The Outlet. PHOTOS: CLARE FRASER
The Outlet. PHOTOS: CLARE FRASER
On the one hand, housing development near the Wanaka lakeshore may seem exclusive. On the other, it’s opened up areas that used to be blocked to the public, writes Clare Fraser.

Now we can walk for hours around Roy’s Bay on tracks so good they’re semi-footpath in places. A departing glacier left a calling card of gravel, sand and silt, making for solid, drained walking year round.

From town, a lakeside track heads to The Outlet. Soon after the beautiful new boardwalk you hit Stoney Cove, at the bottom of Winders St. It’s only 15 minutes from town but is secret and sheltered from the prevailing winds that tousle the township.

In five minutes there’s Eely Point, known for jetboating and swimming. But the walking version takes you around the headland for a view uplake of today’s adventure.

The Lake Wanaka shoreline
The Lake Wanaka shoreline
The eventual destination is The Outlet, where the lake drains out its plughole and becomes instant river. The Clutha / Mata-Au starts its 338km journey to Balclutha then hits the coast and feeds the sea. For early Maori it made a perfect beeline between inland and the coast.

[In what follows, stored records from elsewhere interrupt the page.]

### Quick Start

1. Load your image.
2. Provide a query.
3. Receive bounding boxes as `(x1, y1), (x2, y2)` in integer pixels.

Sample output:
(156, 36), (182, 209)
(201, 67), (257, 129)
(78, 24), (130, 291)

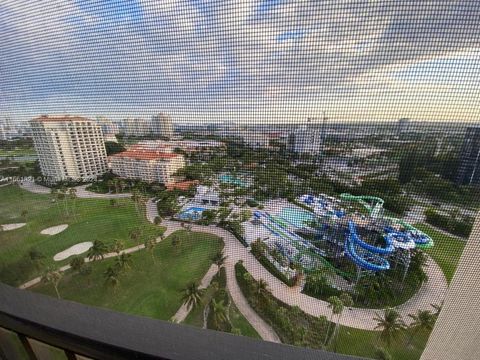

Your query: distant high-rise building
(397, 118), (410, 134)
(97, 116), (119, 136)
(151, 113), (174, 139)
(122, 118), (150, 136)
(30, 115), (107, 183)
(457, 126), (480, 185)
(287, 119), (322, 155)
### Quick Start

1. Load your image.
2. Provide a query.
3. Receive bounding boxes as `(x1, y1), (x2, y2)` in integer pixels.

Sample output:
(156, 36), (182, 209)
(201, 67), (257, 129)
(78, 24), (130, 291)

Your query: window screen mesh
(0, 0), (480, 359)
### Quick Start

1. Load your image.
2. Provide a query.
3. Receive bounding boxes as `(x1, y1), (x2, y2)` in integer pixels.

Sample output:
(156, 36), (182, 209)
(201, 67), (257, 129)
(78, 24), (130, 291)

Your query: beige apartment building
(30, 115), (107, 183)
(108, 149), (185, 184)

Signage says it takes two hours to walk to The Outlet but that would be depriving oneself of visually pigging out on the giant chocolate box photos. Every step there’s a slightly different take on the heavenliness. The track’s mostly flat, so is popular for cycling but going by foot almost compels slow walking, insisted upon by nature’s beauty.

Back in town, heading out west, the track has a different flavour, up and down over rocky shoreline past lakeside wilderness reminiscent of Wanaka of old. In the olden days numerous kainga mahinga kai (food gathering places) and kainga nohoanga (settlements) were dotted around the lake.

The west side, with views back to town.
The west side, with views back to town.
“Wanaka” refers to the perpetuation of knowledge. Think “wananga” as it’s used today for educational institutions, but this time in our local dialect with the k. Historically, there was a school of learning and it’s this whare kura that the name refers to.

Until the early 1990s this section of the route was raw lakeside but now is a fully formed part of the Te Araroa Trail, so in theory ends at Bluff. It passes comforting pockets of native plants eco-sourced from elsewhere around the lakeshore.

A decent destination for a day walk is Damper Bay, its shallowness and sandy bottom making it one of the best swimming spots on the whole track. From the track above the bay you look down through clear water metres and metres to the bottom, so deep and alive it almost has a voice. It would be a bass.